The clock is quickly winding down to apply for disaster relief from Missouri’s devastating floods during late April and early May.

Image courtesy of the Missouri Department of Public Safety

President Donald Trump issued a Disaster Declaration for the state on June 2nd, freeing up federal funds to provide assistance.

Initially local governments and non-profits in 46 counties were eligible for public help, while homeowners and renters in 27 counties could receive individual aid.

Since then, seven counties have been added to the public category.  They include Boone, Cape Girardeau, Mississippi, New Madrid, Pemiscot, Scott and Ste. Genevieve.  The extended public deadline to apply, which includes only those seven jurisdictions, is Saturday, August 12th.

State Disaster Recovery Coordinator Patrick Baker says the special arrangement is in place because those counties didn’t originally meet the required damage totals.

“As additional damage was discovered, they then met the threshold to be included in the Presidential disaster declaration” said Baker.

On the individual side, eight additional counties have been added.  Those jurisdictions, along with the original 27, are eligible for relief through Monday August 14th.

The new total of 35 individual counties includes Bollinger, Butler, Carter, Christian, Crawford, Dent, Douglas, Dunklin, Franklin, Gasconade, Greene, Howell, Iron, Jasper, Jefferson, Madison, Maries, McDonald, Newton, Oregon, Osage, Ozark, Pemiscot, Phelps, Pulaski, Reynolds, Ripley, Shannon, Ste.
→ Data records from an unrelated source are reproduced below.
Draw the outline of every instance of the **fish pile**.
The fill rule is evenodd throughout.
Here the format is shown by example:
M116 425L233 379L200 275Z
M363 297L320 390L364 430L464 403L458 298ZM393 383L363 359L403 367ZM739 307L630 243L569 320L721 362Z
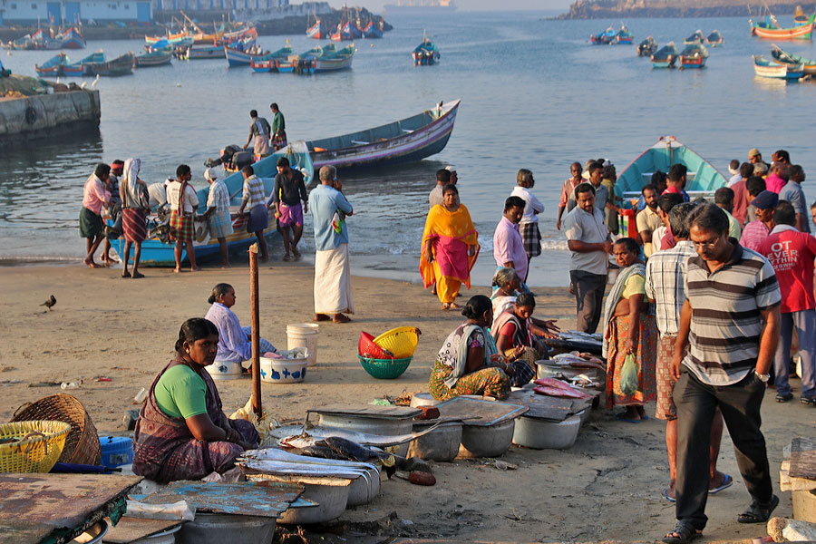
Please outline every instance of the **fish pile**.
M568 399L591 399L592 395L582 391L578 391L567 382L557 380L555 378L539 378L533 384L536 386L533 391L539 394L546 394L548 396L568 398Z

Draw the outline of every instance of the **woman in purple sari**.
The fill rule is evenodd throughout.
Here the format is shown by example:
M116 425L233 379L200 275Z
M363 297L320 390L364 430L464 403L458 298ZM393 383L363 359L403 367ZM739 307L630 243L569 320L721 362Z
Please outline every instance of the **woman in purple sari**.
M209 374L219 330L207 319L188 319L179 331L176 356L151 386L139 413L133 472L160 483L223 474L245 451L257 447L255 426L228 419Z

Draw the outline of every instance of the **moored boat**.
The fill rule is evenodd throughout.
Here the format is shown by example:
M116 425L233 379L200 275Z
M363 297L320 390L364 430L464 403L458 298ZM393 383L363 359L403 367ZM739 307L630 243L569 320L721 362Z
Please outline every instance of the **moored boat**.
M804 75L801 64L780 64L772 63L763 55L753 55L753 72L761 77L798 80Z
M793 26L793 28L782 28L773 15L768 15L765 21L754 22L750 19L751 34L760 38L768 40L810 40L813 32L813 22L816 14L808 17L804 24Z
M685 190L692 199L695 193L710 196L727 183L725 176L695 151L674 136L662 136L620 172L615 182L615 193L624 198L639 197L643 187L651 183L654 172L658 170L668 172L673 164L683 164L688 169Z
M771 56L774 63L780 64L797 65L801 64L805 75L816 75L816 60L808 59L792 53L782 51L779 45L771 44Z
M637 44L637 56L651 56L657 51L657 41L649 36Z
M720 34L719 31L714 30L710 34L705 36L705 43L711 45L712 47L716 47L717 45L722 45L723 42L723 34Z
M307 185L312 180L314 170L306 143L302 141L294 141L285 150L277 151L252 165L255 175L264 182L264 192L267 195L271 194L275 189L275 176L277 175L277 160L281 157L288 158L291 166L303 173L304 180ZM234 232L227 237L227 246L230 252L246 252L247 248L255 243L256 238L254 233L247 232L246 216L238 216L237 213L241 203L241 188L244 184L244 178L240 172L236 172L224 178L223 183L227 186L228 192L230 195L234 195L231 197L230 201ZM206 202L209 193L209 187L199 189L197 192L199 201ZM199 209L202 209L202 208L199 208ZM274 208L269 210L269 228L265 232L267 238L275 236L276 233L274 210ZM155 215L149 218L148 238L141 243L141 262L142 265L150 267L175 266L175 244L171 243L168 238L167 222L170 213L166 212L162 214L160 219ZM113 242L113 246L121 255L124 251L124 238L119 238L118 244ZM209 257L220 255L219 241L214 238L210 239L207 220L200 214L196 216L193 247L196 249L197 261L206 260ZM182 262L188 262L186 248L185 251L182 252L181 260Z
M440 102L422 113L366 131L306 142L316 169L348 169L421 160L442 151L461 101Z
M669 42L652 54L652 68L673 68L680 52L674 42Z
M689 44L680 52L680 68L703 68L708 50L703 44Z

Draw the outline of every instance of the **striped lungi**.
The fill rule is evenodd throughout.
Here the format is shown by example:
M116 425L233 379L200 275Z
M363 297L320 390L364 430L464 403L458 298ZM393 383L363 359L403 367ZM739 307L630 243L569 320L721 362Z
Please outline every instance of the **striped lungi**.
M195 229L193 215L181 213L174 209L170 213L170 239L191 242Z
M147 212L141 208L121 210L121 231L126 242L141 242L147 238Z
M527 256L541 255L541 232L539 230L539 223L521 223L519 225L519 231L521 234Z
M232 232L232 219L228 211L217 211L209 216L209 236L214 238L227 238Z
Genevieve, St. Louis, Stone, Taney, Texas, Wayne and Wright.

The disaster relief funds are available from the Federal Emergency Management Agency (FEMA), and are distributed through the State Emergency Management Agency (SEMA).

Public assistance is generally applied to infrastructure repairs for roads, bridges and schools.  FEMA covers 75% of those costs, with the state historically chipping in 10%.  The local governments and non-profits are normally required to cover the remaining 15%.

Baker says the federal and state money can help cities and counties repair damage that would otherwise be too expensive for them to cover.

“Certainly there’s a different fiscal reality in each county” Baker said.  “This cost sharing allows some of those counties to recover where they normally wouldn’t if they had to pay the entire cost.”

Any public project that is $120,000 or less is paid up front, while larger cash outlays are parceled out as the work is completed.  Baker says local governments and non-profits can expect assistance from federal and state agencies once they meet the Saturday deadline to file applications.

“Then over the next couple of months, they’ll work with folks from SEMA and FEMA on looking at the detail and level of the work to repair those structures to get them back to pre-disaster status.”  Baker says the funds can also be applied to upgrades that guard against future damage from disasters such as floods or ice storms.

Disaster assistance for individual homeowners is handled differently than the public aid in that it is awarded as a grant.  According to Baker, people often mistakenly assume they can’t get federal assistance if they’re protected by disaster insurance.

“It’s important that even if an applicant has flood insurance that they still call and register.  We don’t want anybody to disqualify themselves.  Let those officials on the phone walk you through what programs and assistance is available, see what you might qualify for.”

Since disaster assistance has been available for victims of the spring floods, grant money has been issued to nearly 1,900 individuals and families in the 35 counties for items such as emergency home repairs and rental assistance.

Mike O’Connell with the Missouri Department of Public Safety says the dollar figure for individuals is substantial.  “There’s almost $12 million in grant money that’s gone to them” said O’Connell.

Further information during the last few days to apply for aid is available here of by calling 800-621-FEMA.

O’Connell says the federal money’s meant to simultaneously help people and the cities they live in recovery from disasters.  “This is essential for families to recover, and then that helps Missouri communities recover.  We just don’t want anybody to miss out on this opportunity to apply.”

Homeowners, renters and businesses in Missouri have also received low interests loans totaling $15.6 million from the Small Business Administration as a result of the floods.